The Committees of Observation and Safety had a profound effect on American colonial life. As British officials shut down or threatened to shut down town legislatures and councils throughout the colonies, the committees often became de factogovernments. Many established their own court systems, raised militias, legislated against Loyalist demonstrations, and eventually coordinated efforts with other observation committees in nearby communities. Also, most of these committees were democratically elected by community members and were thus recognized by patriotic colonists as legitimate supervisory bodies. Their creation and coordination helped spread revolutionary ideas and fervor to the countryside and later smoothed the transition to democracy after independence.

The Battle of Lexington and Concord

By 1775, colonial resentment toward Britain had become a desire for rebellion. Many cities and towns organized volunteer militias of “minutemen”—named for their alleged ability to prepare for combat at the drop of a hat—who began to drill openly in public common areas.

On April 19, 1775, a British commander dispatched troops to seize an arsenal of colonial militia weapons stored in Concord, Massachusetts. Militiamen from nearby Lexington intercepted them and opened fire. Eight Americans died as the British sliced through them and moved on to Concord.

The British arrived in Concord only to be ambushed by the Concord militia. The “shot heard round the world”—or the first shot of many that defeated the British troops at Concord—sent a ripple throughout the colonies, Europe, and the rest of the world. The British retreated to Boston after more than 270 in their unit were killed, compared to fewer than 100 Americans. The conflict became known as the Battle of Lexington and Concord.

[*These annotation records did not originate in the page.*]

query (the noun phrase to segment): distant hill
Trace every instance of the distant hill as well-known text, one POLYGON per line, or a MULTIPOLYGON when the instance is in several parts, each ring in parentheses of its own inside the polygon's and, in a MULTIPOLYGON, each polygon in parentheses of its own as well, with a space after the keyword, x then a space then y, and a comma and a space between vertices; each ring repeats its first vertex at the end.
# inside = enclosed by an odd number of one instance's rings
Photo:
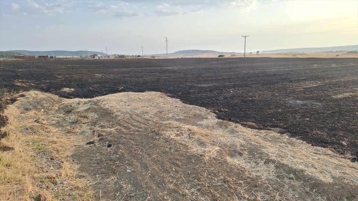
MULTIPOLYGON (((176 51, 173 53, 170 53, 168 54, 168 56, 170 57, 200 57, 203 56, 205 55, 217 55, 225 54, 231 55, 232 54, 240 54, 241 53, 237 52, 217 52, 213 50, 188 50, 176 51)), ((154 56, 158 57, 166 57, 166 54, 149 54, 145 55, 146 57, 154 56)))
POLYGON ((93 52, 86 50, 80 51, 64 51, 64 50, 52 50, 52 51, 29 51, 26 50, 14 50, 6 51, 9 52, 20 53, 23 54, 28 55, 45 55, 48 54, 50 56, 85 56, 86 55, 90 55, 93 54, 100 54, 103 56, 107 56, 105 53, 101 53, 100 52, 93 52))
POLYGON ((324 48, 294 48, 292 49, 280 49, 272 50, 264 50, 260 52, 260 53, 336 52, 356 50, 358 50, 358 45, 346 45, 345 46, 336 46, 335 47, 326 47, 324 48))

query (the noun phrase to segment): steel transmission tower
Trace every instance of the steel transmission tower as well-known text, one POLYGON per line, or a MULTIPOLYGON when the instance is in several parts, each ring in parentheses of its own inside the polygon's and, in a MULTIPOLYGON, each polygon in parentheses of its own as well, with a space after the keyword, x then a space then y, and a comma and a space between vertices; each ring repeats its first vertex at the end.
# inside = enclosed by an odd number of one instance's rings
POLYGON ((165 44, 166 45, 166 58, 168 58, 168 39, 165 37, 165 44))
POLYGON ((246 37, 248 37, 248 36, 242 36, 245 38, 245 46, 244 46, 244 58, 246 58, 246 37))
POLYGON ((141 46, 140 47, 142 48, 142 58, 143 58, 143 48, 144 48, 144 46, 141 46))

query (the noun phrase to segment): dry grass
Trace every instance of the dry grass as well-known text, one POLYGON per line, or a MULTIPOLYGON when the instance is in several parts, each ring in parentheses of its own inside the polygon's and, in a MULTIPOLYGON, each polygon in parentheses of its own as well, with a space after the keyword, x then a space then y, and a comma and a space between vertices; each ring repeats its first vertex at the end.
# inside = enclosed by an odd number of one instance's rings
MULTIPOLYGON (((49 190, 52 185, 43 190, 38 188, 39 182, 44 183, 44 178, 50 178, 52 176, 66 180, 71 186, 79 186, 77 193, 81 199, 91 200, 93 192, 88 187, 91 178, 79 179, 78 167, 70 162, 69 156, 76 145, 89 141, 99 141, 101 137, 105 137, 105 134, 111 135, 116 131, 136 126, 149 129, 158 125, 160 127, 155 129, 161 135, 160 140, 175 142, 187 147, 189 153, 200 159, 203 167, 224 164, 240 170, 245 177, 253 178, 265 187, 253 188, 245 185, 245 181, 233 183, 218 178, 213 181, 213 185, 230 190, 237 200, 269 200, 273 196, 277 200, 304 200, 309 197, 326 200, 324 195, 306 189, 296 180, 294 173, 291 176, 278 163, 323 182, 358 186, 357 163, 341 158, 328 149, 312 147, 272 131, 250 129, 218 120, 208 110, 185 104, 160 93, 123 93, 91 99, 70 100, 37 92, 25 94, 26 97, 22 101, 6 111, 11 123, 3 129, 10 134, 1 143, 15 148, 0 153, 1 200, 30 200, 39 194, 47 200, 55 199, 54 193, 49 190), (108 109, 113 115, 100 119, 97 125, 87 123, 89 119, 98 118, 99 112, 89 109, 98 108, 108 109), (34 122, 38 118, 45 120, 46 123, 34 122), (121 124, 111 124, 106 121, 108 119, 119 121, 121 124), (32 128, 31 133, 26 131, 29 128, 32 128), (57 139, 51 142, 54 136, 57 139), (39 172, 43 166, 32 159, 39 157, 37 153, 43 149, 50 151, 63 161, 61 168, 54 167, 45 173, 39 172)), ((43 158, 39 160, 46 161, 43 158)), ((176 175, 168 188, 178 187, 176 182, 182 177, 176 175)), ((117 195, 119 200, 133 189, 117 176, 112 175, 107 180, 111 183, 122 186, 117 195)), ((183 193, 192 200, 210 200, 199 191, 195 186, 188 185, 183 193)), ((219 193, 220 191, 214 193, 219 193)))
MULTIPOLYGON (((26 95, 23 98, 37 97, 45 101, 61 100, 57 97, 49 98, 47 95, 36 92, 27 92, 26 95)), ((0 200, 57 200, 63 189, 76 186, 78 189, 67 199, 92 200, 93 192, 88 182, 78 178, 78 167, 70 162, 69 158, 78 137, 50 125, 49 120, 56 117, 50 117, 48 112, 52 109, 50 105, 43 104, 43 111, 39 108, 29 112, 20 109, 23 108, 16 102, 6 110, 4 114, 9 123, 1 131, 8 135, 0 143, 14 149, 0 152, 0 200), (34 122, 39 118, 45 119, 47 123, 43 124, 34 122), (61 165, 55 166, 51 163, 52 160, 47 155, 49 154, 55 160, 62 161, 61 165), (54 167, 49 168, 48 164, 54 167), (67 182, 67 186, 55 186, 52 183, 55 180, 67 182), (44 189, 39 188, 41 185, 45 186, 44 189)))

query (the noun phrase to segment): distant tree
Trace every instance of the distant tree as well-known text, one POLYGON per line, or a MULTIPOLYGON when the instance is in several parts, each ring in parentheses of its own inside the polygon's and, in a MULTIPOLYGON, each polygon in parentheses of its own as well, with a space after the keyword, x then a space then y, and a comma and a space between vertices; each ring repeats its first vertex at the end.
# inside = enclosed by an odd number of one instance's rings
POLYGON ((348 54, 357 54, 358 53, 358 51, 357 50, 350 51, 347 52, 347 53, 348 54))
POLYGON ((13 59, 14 55, 23 55, 23 54, 17 52, 6 51, 0 51, 0 59, 13 59))

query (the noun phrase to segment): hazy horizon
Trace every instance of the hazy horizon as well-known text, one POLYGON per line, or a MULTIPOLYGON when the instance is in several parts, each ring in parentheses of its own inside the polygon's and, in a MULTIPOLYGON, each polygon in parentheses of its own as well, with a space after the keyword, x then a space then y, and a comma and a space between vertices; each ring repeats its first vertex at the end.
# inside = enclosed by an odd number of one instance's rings
POLYGON ((0 50, 144 54, 358 44, 357 1, 0 1, 0 50))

The minutemen’s victory encouraged patriots to redouble their efforts and at the same time convinced King George III to commit military forces to crushing the rebellion. Almost immediately, thousands of colonial militiamen set up camp around Boston, laying siege to the British position. The battle initiated a chain of events, starting with the militia siege of Boston and the Second Continental Congress, that kicked the Revolutionary War into high gear.